Essais nucléaires : le mépris détonant de l’état
Ô surprise, un communiqué envoyé par le haut-commissariat confirme que l’État français cède officiellement au Pays, à titre gratuit, l’ancien bâtiment du commandement de la Marine pour installer en Polynésie le futur centre d’archives, d’information et de documentation sur les essais nucléaires.
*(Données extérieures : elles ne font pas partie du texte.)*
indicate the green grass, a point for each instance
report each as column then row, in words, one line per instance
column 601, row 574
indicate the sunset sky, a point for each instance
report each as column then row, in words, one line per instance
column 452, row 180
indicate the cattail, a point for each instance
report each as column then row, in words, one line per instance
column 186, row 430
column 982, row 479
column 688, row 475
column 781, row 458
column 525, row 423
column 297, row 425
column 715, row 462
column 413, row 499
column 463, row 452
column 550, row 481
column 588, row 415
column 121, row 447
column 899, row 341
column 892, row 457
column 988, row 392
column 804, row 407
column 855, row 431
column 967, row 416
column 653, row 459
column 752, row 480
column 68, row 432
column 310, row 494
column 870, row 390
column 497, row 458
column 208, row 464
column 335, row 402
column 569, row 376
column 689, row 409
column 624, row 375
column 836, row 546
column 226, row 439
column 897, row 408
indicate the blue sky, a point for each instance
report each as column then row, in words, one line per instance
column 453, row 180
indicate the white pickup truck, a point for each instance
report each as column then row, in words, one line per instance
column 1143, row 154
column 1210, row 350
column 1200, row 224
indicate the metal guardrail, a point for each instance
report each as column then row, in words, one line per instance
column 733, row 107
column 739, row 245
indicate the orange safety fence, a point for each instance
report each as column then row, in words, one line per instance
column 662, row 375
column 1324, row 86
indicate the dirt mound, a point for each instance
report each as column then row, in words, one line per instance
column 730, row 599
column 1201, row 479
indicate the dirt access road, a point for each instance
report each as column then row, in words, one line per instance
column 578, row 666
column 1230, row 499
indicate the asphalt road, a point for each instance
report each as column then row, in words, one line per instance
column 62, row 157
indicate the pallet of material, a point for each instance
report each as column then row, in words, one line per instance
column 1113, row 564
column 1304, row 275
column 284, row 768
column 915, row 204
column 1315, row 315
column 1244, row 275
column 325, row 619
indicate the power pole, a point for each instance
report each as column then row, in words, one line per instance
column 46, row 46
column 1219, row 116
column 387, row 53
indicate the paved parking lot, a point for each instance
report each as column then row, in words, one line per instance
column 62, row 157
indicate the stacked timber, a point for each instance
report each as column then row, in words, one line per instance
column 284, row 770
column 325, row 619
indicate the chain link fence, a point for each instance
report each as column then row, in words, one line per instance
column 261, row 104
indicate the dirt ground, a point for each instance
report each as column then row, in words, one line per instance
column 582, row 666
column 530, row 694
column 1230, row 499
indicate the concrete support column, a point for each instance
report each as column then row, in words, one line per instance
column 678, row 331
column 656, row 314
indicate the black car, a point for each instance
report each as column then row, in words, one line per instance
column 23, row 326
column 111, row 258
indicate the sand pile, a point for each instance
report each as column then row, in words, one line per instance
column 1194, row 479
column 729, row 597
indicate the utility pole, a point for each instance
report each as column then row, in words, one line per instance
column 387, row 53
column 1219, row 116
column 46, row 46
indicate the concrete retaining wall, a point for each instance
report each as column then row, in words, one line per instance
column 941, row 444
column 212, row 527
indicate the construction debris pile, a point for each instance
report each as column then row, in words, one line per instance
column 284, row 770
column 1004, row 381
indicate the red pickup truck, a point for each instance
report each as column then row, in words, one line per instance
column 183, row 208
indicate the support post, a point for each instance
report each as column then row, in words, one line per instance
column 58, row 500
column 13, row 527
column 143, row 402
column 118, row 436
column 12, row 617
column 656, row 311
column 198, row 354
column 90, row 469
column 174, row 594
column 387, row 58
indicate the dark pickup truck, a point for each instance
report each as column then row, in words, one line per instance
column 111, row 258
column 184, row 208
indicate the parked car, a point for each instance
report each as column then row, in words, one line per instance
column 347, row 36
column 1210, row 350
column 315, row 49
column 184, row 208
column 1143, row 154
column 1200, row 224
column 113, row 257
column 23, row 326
Sis boulevard de la Reine Pomare, sur le front de mer de Papeete, ce site est donc voué à accueillir le futur Centre de mémoire, mais, comme nous l’avons pointé du doigt à maintes reprises (lire notamment notre édito “Centre de mémoire : on se souviendra surtout de l’ingratitude de la France envers la Polynésie…”, TPM n° 420, du 15 novembre 2019), il s’agit en réalité d’un cadeau empoisonné, puisqu’il contient de l’amiante et du plomb ! Aussi, ce sera au Pays de financer sa construction, ce qui paraît aberrant eu égard “la dette” que la France métropolitaine se doit d’honorer. L’affront hexagonal est alors monté d’un cran, lorsque l’Assemblée nationale a adopté, le 14 mai dernier, un projet de loi visant “la clarification” et une meilleure “interprétation” des règles d’indemnisation des victimes des essais nucléaires en Polynésie française, et ce, au beau milieu de “diverses dispositions urgentes pour faire face aux conséquences de l’épidémie de Covid-19” (lire pages 12 à 15)…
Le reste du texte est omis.